The European Investment Bank has put in €30mn; the rest has been raised from family offices in Ireland, he said. “In California, I’d have easily raised a billion at this stage.”

Takeover offers come “once a month,” said Flannery, who is expanding into a second site in Galway next year. He is also opening a sales support office in the US this year and planning a manufacturing plant in the US in 2026. Whereas a year-and-a-half ago, Europe accounted for 60 per cent of sales, now the US and Canada make up 60 per cent, with Europe on 30 per cent and Australia and Asia with 10 per cent.

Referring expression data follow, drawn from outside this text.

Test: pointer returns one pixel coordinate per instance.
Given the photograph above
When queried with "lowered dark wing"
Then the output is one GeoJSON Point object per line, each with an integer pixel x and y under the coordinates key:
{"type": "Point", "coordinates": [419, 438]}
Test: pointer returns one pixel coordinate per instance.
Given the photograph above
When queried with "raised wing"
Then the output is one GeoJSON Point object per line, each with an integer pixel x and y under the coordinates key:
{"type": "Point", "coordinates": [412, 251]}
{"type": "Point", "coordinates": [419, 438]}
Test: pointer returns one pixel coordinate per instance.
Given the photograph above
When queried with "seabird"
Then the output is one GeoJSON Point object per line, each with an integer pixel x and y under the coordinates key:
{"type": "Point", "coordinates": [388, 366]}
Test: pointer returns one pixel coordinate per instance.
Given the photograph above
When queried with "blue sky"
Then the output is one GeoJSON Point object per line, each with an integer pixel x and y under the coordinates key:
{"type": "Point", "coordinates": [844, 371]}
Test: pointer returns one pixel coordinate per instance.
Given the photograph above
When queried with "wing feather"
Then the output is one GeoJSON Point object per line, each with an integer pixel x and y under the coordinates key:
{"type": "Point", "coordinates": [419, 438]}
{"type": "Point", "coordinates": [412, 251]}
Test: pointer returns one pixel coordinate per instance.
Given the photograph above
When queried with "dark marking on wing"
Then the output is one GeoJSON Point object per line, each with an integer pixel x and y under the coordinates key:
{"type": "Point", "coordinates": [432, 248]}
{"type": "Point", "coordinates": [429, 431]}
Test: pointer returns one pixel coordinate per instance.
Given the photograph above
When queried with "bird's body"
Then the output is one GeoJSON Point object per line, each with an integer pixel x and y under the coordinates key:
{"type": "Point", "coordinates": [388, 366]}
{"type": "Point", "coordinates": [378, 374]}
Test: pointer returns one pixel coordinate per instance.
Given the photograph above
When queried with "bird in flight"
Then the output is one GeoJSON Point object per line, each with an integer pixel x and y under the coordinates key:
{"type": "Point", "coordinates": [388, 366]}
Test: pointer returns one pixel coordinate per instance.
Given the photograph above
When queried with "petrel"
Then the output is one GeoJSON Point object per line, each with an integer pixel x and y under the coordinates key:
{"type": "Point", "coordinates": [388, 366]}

Flannery, who studied applied physics before a PhD in mechanical engineering that he finished in a year to be able to focus on Xerotech, said the off-road market was “one of the most exciting fields of electric vehicles”.

From an engineering perspective, “EV is boring — it’s all done, it’s all solved,” he said. “So this is where all the new engineering is. What does a fully electric train look like? What does a fully electric haul truck look like?”